What *should* happen is this: In "read committed" isolation level, the
insert in the second thread would fail with a constraint violation because
the delete in the first thread is not yet visible to it. In
"serializable" isolation level, the thread 2 transaction would be aborted
when the insert is executed because of a serialization failure.

--
Peter Eisentraut peter_e@gmx.net http://funkturm.homeip.net/~peter

#5Hannu Krosing
hannu@tm.ee
In reply to: Peter Eisentraut (#4)
Re: UNIQUE INDEX unaware of transactions (a spin ofquestion)

Peter Eisentraut wrote:

Jarmo Paavilainen writes:

*I think* this is correct behaviour, ie all that one transaction does should
be visible to other transactions.

Only in the "read uncommitted" transaction isolation level, which
PostgreSQL does not provide and isn't really that useful.

...

You can try yourself how PostgreSQL handles this, which is probably not
the right thing since unique contraints are not correctly transaction
aware.

Is there any way to make unique indexes transaction-aware ?

Are competeing updates on unique indexes transaction-aware ?

I.e. can I be sure that if I do

begin;
if select where key=1 result exists
then update where key=1
else insert(key,...)values(1,...)
end;

then this will have the expected behaviour in presence of multiple
concurrent updaters?

------------------
Hannu

#6Peter Eisentraut
peter_e@gmx.net
In reply to: Hannu Krosing (#5)
Re: UNIQUE INDEX unaware of transactions (a spin ofquestion)

Hannu Krosing writes:

Is there any way to make unique indexes transaction-aware ?
Are competeing updates on unique indexes transaction-aware ?

AFAIK, indexes are not transaction-aware at all, they only provide
information that there might be a visible row at the pointed-to location
in the table. (This is also the reason that you cannot simply fetch the
data from the index, you always need to look at the table, too.)

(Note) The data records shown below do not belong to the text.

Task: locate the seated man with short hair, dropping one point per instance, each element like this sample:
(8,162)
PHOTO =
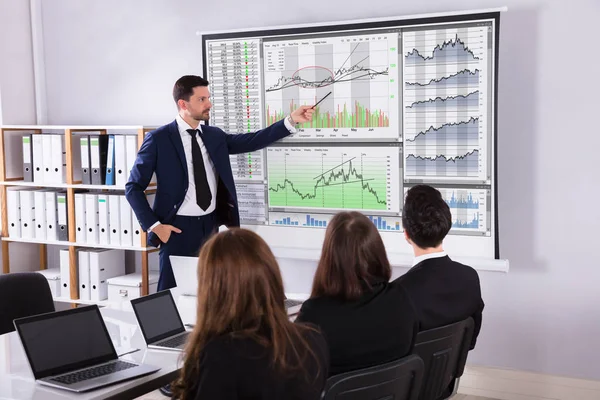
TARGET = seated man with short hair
(442,291)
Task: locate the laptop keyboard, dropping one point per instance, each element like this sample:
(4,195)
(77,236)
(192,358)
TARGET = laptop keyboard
(176,342)
(291,303)
(93,372)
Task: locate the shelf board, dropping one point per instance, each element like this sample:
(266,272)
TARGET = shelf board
(151,186)
(37,241)
(63,243)
(101,303)
(35,184)
(96,187)
(75,127)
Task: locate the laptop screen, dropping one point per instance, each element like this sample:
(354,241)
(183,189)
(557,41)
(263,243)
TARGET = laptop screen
(63,341)
(158,316)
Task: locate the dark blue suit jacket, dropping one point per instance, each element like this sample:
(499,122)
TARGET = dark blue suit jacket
(162,153)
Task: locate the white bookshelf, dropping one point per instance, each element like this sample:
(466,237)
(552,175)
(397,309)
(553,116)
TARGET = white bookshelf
(11,174)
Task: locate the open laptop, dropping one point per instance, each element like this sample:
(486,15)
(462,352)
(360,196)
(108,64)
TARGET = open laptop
(185,272)
(160,321)
(72,350)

Personally, I think that to support proper transaction-aware and
deferrable unique contraints, this needs to be done with triggers,
somewhat like the foreign keys.

I.e. can I be sure that if I do

begin;
if select where key=1 result exists
then update where key=1
else insert(key,...)values(1,...)
end;

then this will have the expected behaviour in presence of multiple
concurrent updaters?

I guess not.

The classical example is

update t set x = x + 1;

which won't work if x is constrained to be unique.